(10/09/2021, 12:27 PM)tommy1729 Wrote: ....
Let's consider \( tet(s+c) = \lim_{n\to +\infty}f^n(s)=\ln^{\circ n}(f(s+n)) \)
t(s+n) is close to 1 for n small and going to 1 for n large.
then
f(s+n+2)= exp(t(s+n+1) * f(s+n+1))
f is never zero so log f is never log(0).
So lets investigate ln ln f.
if ln ln f = log(0) then f must be 1 exactly.
f(s+n+2)= exp(t(s+n+1) * f(s+n+1)) = 1
ln f(s+n+2) = t(s+n+1) * f(s+n+1)
since t is close to 1 , and f(s+n+1) is never zero , t(s+n+1) * f(s+n+1) is never close to 0 ! ( but rather closer to k 2 pi i for k at least 1 in absolute value.)
so ln ln(f(s+n+2)) is never log(0).
by induction f = 1,e^e,... all do not give rise to log(0).
So log singularities are not " expected ".
essential singularities are also not much expected.

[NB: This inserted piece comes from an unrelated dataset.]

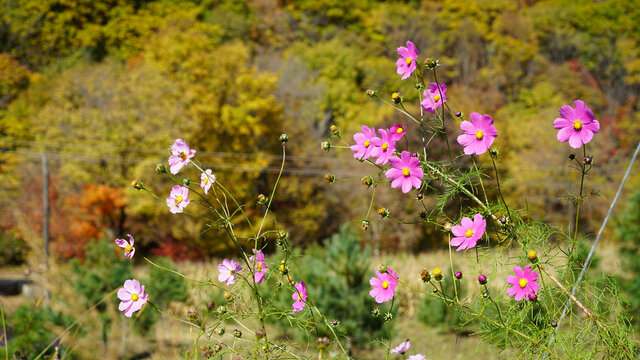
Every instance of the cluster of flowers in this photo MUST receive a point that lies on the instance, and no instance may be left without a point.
(132, 294)
(576, 125)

So its seems close to the real positive line we get analytic. ( t(s) is close to 1 there )
regards
tommy1729
Thank you, Tommy. This is a great alternative angle. It continues to remind me there are many ways of ensuring the beta method is holomorphic. I'm still set that these are two very different ways of looking at the problem. The beta way, or the gaussian way--the additive, versus the multiplicative; even though both are technically the same through a variable change.
Edit: To Sheldon, the difference between my method and tommy's method is \( \beta(s+1) = \exp(\epsilon + \beta(s)) \) and \( \text{Tom}(s+1) = \exp((1+\epsilon)\text{Tom}(s)) \); but both are related by a change of variables--hence equivalent.